The art of Zen education resource
Zen: A living tradition

NAKAHARA Nantenbo 
Japanese 1839-1925
Enso with a poem 1922        
ink on paper
32.8 x 58.7 cm (image and sheet)
Lillian Ernestine Lobb Bequest, 2003
2003.268Zen Buddhism continues as a living tradition in Japan, South Korea, and Vietnam and also in some countries in the West including Australia.

Nantenbo (1839-1925) was a Japanese Zen monk of the Rinzai sect. A disciplined Zen teacher and prolific Zen painter, Nantenbo learned to use painting and calligraphy as means of expressing the Zen spirit that lies beyond words. He created most of his paintings and calligraphy when he was in his late seventies and early eighties. In the painting Enso with a poem , the enso (circle) accomplished in one continuous brushstroke is accompanied by a poem written in cursive calligraphy and translated 'If that moon falls, I will give it to you. Now try to take it'.
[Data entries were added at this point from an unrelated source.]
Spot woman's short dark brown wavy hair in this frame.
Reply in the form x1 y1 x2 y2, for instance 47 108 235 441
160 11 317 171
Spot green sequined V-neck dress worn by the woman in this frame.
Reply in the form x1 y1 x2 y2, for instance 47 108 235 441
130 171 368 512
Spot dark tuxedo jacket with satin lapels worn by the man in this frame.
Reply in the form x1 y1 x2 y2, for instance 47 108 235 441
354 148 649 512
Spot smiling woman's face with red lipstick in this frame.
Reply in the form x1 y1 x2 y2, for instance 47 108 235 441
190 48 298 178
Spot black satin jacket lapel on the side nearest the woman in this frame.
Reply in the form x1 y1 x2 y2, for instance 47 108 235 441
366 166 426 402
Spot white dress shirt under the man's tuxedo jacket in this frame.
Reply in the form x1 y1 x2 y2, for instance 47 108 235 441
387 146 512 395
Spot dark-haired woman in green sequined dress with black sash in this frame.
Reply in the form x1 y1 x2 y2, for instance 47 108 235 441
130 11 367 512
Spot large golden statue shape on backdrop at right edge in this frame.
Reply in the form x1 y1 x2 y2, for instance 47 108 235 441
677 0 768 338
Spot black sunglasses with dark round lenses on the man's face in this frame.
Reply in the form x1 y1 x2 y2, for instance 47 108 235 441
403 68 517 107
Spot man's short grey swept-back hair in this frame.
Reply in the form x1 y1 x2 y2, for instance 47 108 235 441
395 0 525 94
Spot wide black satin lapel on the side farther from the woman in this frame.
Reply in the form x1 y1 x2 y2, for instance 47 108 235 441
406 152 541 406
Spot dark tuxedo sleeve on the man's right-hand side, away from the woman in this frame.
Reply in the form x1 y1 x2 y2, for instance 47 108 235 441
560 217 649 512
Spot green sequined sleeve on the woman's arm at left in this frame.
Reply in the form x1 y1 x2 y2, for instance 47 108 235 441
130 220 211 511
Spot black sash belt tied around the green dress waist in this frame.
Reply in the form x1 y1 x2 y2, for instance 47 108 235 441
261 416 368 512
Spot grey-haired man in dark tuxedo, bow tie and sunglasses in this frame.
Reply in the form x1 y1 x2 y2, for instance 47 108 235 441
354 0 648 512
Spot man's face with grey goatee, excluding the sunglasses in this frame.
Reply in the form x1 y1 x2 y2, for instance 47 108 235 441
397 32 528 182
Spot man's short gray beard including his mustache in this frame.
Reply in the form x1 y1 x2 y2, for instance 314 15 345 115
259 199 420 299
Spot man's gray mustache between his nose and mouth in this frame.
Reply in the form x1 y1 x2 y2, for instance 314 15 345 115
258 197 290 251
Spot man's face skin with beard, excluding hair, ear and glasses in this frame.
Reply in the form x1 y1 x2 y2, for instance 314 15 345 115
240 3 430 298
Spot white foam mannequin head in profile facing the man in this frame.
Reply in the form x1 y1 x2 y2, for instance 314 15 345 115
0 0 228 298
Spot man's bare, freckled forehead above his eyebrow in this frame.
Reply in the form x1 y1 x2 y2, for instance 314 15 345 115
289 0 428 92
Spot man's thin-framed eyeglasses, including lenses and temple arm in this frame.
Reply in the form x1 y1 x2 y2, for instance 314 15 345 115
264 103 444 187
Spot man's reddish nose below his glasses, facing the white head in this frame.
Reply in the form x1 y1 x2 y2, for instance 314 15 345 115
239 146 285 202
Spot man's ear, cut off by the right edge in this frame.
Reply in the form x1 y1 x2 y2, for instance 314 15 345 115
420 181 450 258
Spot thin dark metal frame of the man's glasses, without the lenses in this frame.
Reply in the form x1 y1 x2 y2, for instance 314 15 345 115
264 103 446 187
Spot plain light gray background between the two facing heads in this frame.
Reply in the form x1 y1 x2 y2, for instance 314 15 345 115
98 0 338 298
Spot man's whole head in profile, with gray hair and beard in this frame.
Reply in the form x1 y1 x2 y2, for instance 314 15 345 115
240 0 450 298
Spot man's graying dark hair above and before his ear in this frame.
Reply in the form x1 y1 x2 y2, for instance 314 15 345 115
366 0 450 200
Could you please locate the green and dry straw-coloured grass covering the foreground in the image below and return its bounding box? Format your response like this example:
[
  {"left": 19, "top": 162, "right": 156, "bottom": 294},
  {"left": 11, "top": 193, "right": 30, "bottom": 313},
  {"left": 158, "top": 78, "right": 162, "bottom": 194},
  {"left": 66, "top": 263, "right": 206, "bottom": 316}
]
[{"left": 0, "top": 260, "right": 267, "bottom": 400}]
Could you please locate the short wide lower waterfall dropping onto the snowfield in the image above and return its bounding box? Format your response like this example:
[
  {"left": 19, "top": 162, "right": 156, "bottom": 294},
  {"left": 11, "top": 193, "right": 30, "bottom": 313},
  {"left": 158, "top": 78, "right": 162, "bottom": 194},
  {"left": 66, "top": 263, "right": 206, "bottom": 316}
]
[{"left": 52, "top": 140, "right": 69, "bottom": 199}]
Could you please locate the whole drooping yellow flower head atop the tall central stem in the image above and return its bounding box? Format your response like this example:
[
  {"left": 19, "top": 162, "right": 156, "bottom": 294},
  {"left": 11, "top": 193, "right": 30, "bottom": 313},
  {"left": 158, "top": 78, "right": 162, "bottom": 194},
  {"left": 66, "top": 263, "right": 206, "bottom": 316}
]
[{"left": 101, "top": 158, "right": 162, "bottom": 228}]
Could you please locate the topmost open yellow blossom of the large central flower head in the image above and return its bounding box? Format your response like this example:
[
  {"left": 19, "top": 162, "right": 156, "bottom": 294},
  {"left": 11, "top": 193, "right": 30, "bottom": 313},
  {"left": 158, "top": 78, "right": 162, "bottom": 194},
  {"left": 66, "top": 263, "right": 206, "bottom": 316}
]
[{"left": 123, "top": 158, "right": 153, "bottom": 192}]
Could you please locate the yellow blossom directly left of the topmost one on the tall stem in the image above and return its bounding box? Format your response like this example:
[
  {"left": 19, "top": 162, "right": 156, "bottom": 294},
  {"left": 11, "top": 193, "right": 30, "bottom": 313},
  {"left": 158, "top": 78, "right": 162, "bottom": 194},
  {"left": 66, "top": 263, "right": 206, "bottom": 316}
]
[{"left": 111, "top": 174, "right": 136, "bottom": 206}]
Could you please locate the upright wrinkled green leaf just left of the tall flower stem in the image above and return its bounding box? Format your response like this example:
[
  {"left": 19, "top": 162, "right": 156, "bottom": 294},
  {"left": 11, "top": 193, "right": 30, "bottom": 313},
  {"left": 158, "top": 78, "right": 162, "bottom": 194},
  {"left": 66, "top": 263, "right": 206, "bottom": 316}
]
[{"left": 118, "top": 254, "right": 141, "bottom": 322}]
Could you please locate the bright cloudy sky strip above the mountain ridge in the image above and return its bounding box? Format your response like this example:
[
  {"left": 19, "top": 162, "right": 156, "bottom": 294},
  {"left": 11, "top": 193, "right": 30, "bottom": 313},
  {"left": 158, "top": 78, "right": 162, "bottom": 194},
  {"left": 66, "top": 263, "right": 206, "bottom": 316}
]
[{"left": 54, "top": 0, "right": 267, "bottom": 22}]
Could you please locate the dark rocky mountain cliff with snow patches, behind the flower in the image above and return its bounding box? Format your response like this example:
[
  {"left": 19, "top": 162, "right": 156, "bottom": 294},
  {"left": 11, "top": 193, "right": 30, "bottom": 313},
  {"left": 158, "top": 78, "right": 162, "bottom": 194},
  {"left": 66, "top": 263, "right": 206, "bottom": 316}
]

  The enso ('circle') is one of the deepest symbols in Japanese Zen. The enso is the revelation of a world of the spirit without beginning and end. The Zen circle of enlightenment reflects that transforming experience - perfectly empty yet completely full, infinite, shining brightly like the moon-mind of enlightenment.

The Awakening is a highly powerful and original work by Kim Hoa Tram (Shen jinhe in Chinese), who was born in Saigon, Vietnam in 1959, to a family originally from Fujian province in China. He came to Australia in 1984. For more than ten years, Kim has immersed himself in Zen Buddhism. The Awakening deals with the Buddhist concept of spiritual awakening to the impermanence of life, and death itself. A living bird and a dead bird are repeated in a sequence as the narrative unfolds in four panels that are read from right to left. It progresses upward in crescendo from a baby bird crying helplessly beside a dead bird; a young bird shouting or screaming in shock; an older bird staring at the dead bird, as if coming to some kind of realization. Finally in the last panel, the wise old bird is perched on a branch near the top of the painting, with an enigmatic expression of acceptance.

Kim Hoa TRAM
(SHEN Jinhe in Chinese)
Chinese, born Vietnam 1959
arrived in Australia 1984
Awakening 2002
ink and watercolour on paper
(1-4) 89.9 x 21.4cm (image) (each)
Lillian Ernestine Lobb Bequest, 2002.
The silence that is conveyed by the void in the fourth panel is as emotionally intense as the scream in the second panel. The bird has been used as a vehicle to express human emotions in the confrontation of 'death'. The images express what is beyond words.